Debra a fini par achever son laïus, ce qui nous a permis, à Lil et à moi, de nous éloigner. Je me suis arrêté devant le terminal de sauvegarde dans le passage entre Liberty Square et Fantasyland. « Quand t’es-tu sauvegardée pour la dernière fois ? » ai-je demandé à Lil. S’ils pouvaient s’en prendre à moi, ils pourraient s’en prendre à n’importe lequel d’entre nous.

« Hier », a-t-elle répondu. Elle exsudait une lassitude extrême et ressemblait davantage à un visiteur saturé qu’à une infatigable castmember.

« Recommençons, d’accord ? On devrait vraiment se sauvegarder midi et soir… dans notre situation, on ne peut pas se permettre de perdre une demi-journée de travail, et encore moins une semaine. »

Lil a roulé des yeux. Il valait mieux éviter de se disputer avec elle quand elle était fatiguée, mais je ne pouvais pas laisser sa mauvaise humeur me faire renoncer à un point aussi important. « Tu peux te sauvegarder aussi souvent que ça si tu veux, Julius, mais ne me dis pas ce que j’ai à faire, compris ?

— Allons, Lil… Ça ne prendra qu’une minute et je me sentirai beaucoup mieux… S’il te plaît ? »

Le ton geignard de ma voix m’a fortement déplu.

« Non, Julius. Non. Rentrons dormir un peu à la maison. Je veux travailler sur de nouveaux produits dérivés pour la Mansion… des trucs à collectionner, peut-être.

— Pour l’amour du ciel, est-ce vraiment trop demander ? Très bien. Attends-moi pendant que je me sauvegarde, dans ce cas, tu veux bien ? »

Lil a grogné et m’a décoché un regard plein de colère.

Je me suis approché du terminal en lançant le signal de sauvegarde. Il ne s’est rien passé. Ah oui, c’est vrai, j’étais hors ligne. Mon nouveau corps s’est couvert d’une sueur froide.

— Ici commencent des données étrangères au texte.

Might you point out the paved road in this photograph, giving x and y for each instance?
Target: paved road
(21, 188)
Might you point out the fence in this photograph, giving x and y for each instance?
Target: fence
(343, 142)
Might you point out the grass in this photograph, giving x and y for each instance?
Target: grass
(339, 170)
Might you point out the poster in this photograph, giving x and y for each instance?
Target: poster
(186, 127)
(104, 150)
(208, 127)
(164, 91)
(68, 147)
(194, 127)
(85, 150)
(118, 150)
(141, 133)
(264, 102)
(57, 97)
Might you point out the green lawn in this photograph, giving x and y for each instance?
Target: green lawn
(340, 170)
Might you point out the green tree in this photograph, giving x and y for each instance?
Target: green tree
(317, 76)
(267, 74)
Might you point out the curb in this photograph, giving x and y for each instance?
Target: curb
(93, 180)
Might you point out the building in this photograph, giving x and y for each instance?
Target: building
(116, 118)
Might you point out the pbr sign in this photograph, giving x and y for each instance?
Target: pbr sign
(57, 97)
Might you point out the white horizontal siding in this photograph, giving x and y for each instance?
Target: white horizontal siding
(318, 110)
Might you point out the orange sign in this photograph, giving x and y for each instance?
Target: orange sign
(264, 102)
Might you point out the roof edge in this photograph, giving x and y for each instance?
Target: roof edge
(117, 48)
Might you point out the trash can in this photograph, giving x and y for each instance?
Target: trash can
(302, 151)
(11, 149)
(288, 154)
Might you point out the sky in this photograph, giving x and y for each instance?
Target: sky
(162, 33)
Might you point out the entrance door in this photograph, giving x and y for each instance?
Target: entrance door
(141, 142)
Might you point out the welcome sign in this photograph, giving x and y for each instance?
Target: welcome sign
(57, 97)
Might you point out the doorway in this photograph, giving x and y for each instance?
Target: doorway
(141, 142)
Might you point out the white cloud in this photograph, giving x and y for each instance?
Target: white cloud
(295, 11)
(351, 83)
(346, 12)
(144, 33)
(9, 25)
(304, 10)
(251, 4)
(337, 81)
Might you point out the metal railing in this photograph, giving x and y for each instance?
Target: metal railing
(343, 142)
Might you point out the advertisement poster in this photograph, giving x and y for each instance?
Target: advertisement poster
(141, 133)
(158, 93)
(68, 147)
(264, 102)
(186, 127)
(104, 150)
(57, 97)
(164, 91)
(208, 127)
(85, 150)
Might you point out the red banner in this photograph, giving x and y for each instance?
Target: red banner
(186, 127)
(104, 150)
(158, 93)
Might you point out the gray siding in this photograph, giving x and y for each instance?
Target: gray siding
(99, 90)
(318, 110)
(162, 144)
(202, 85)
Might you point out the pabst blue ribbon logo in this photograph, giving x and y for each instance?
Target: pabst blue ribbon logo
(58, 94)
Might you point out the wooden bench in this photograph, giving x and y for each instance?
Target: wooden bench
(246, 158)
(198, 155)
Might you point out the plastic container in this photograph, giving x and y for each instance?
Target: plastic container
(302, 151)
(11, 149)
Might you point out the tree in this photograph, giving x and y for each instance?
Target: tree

Lil s’est approprié le canapé dès notre retour à la maison, en marmonnant qu’elle voulait travailler sur de nouvelles idées de produits dérivés qu’elle avait eues. Je l’ai regardée avec colère subvocaliser et frapper sur un clavier virtuel, isolée de moi dans un coin. Je ne lui avais pas encore dit que j’étais hors ligne… cette difficulté personnelle semblait insignifiante, comparée aux crises qu’elle affrontait.

D’autant plus que je m’étais déjà retrouvé hors ligne par le passé, même si ça remontait à plus d’un demi-siècle, et, une fois sur deux, le système se rétablissait de lui-même après une bonne nuit de sommeil. Je pourrais toujours aller consulter un médecin au matin si la situation ne s’améliorait pas.

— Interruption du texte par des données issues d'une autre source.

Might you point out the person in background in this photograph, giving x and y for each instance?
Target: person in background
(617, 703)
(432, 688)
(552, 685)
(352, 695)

Je me suis donc glissé sous les draps et, quand ma vessie m’a tiré hors du lit au milieu de la nuit, j’ai dû aller dans la cuisine consulter notre vieille horloge à aiguilles pour savoir l’heure. Il était trois heures du matin, et depuis quand au juste avions-nous débarrassé la maison de toutes les horloges, aussi ?

Endormie sur le canapé, Lil a vaguement protesté quand j’ai essayé de la réveiller, aussi ai-je étalé une couverture sur elle avant de retourner me coucher tout seul.

Je me suis réveillé désorienté et ronchon, sans mon habituelle décharge matinale d’endorphine. De très frappants rêves de mort et de destruction se sont dissipés quand je me suis assis. Je préférais laisser mon inconscient fonctionner à sa guise, aussi avais-je depuis longtemps programmé mes systèmes pour me garder endormi durant les phases de sommeil paradoxal, sauf en cas d’urgence. La tête pleine du goût infect laissé par le rêve, je me suis traîné jusque dans la cuisine où Lil préparait du café.